Something similar happened to me about 30 years ago in the UK. I would suggest setting up a face-to-face meeting with your supervisor. When I did this, email wasn't much of a thing: I think I just caught her in the corridor and asked something like "Can we meet to discuss my research project?".
I graduated with a good BSc. in Microcomputer and Electronic Engineering and went on to become a Research Student1 at the same institution working towards an MSc. and then a PhD. The work started well – interesting, challenging-but-achievable – but after a while it was becoming clear that the work was heading in a direction that I was not as interested in, nor as capable at. After about a year – after a certain amount of anguish – I realised that things were unlikely to work out – at least in their current form – and plucked up the courage to confront my supervisor.
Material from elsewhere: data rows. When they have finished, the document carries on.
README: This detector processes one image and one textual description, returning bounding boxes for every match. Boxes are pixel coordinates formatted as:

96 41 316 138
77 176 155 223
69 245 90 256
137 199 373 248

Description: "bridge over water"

Yes, I must have had some feelings of shame and failure, but I had also convinced myself that it was in neither of our interests (me or the department) to continue for another two or three years not really making progress and with little or nothing to show at the end of it.
Obviously there was some disappointment on my supervisor's part that I felt unable to continue (both for me, and for the department), but there was never any animosity. Like me, I think she was glad that I brought it up sooner rather than later (didn't waste as much of her or the department's time, potentially allowed the funding behind my work to be used for someone else).
And far from "never get[ting] a reference from them" we discussed what I was interested in, and I was offered (and took) the chance to become a Research Assistant2 on a new three-year project (later extended to four years) that was due to start shortly. The only "concession" they asked was that I "went through the motions" of submitting for an MSc. (knowing I wouldn't get one) as this helped the "box ticking"...
1 In the UK at the time you were first a normal (undergraduate) student studying for a first degree (BA/BSc). Then some would become a Research Student (usually funded) with the primary purpose to get either a Masters (MA/MSc) and/or a doctorate (PhD).
2 A Research Assistant positions was effectively an employee of the university, working on a specific research project. The primary goal was doing the research (which often tended to be more about the application of ideas), but opportunities for higher degrees were still present.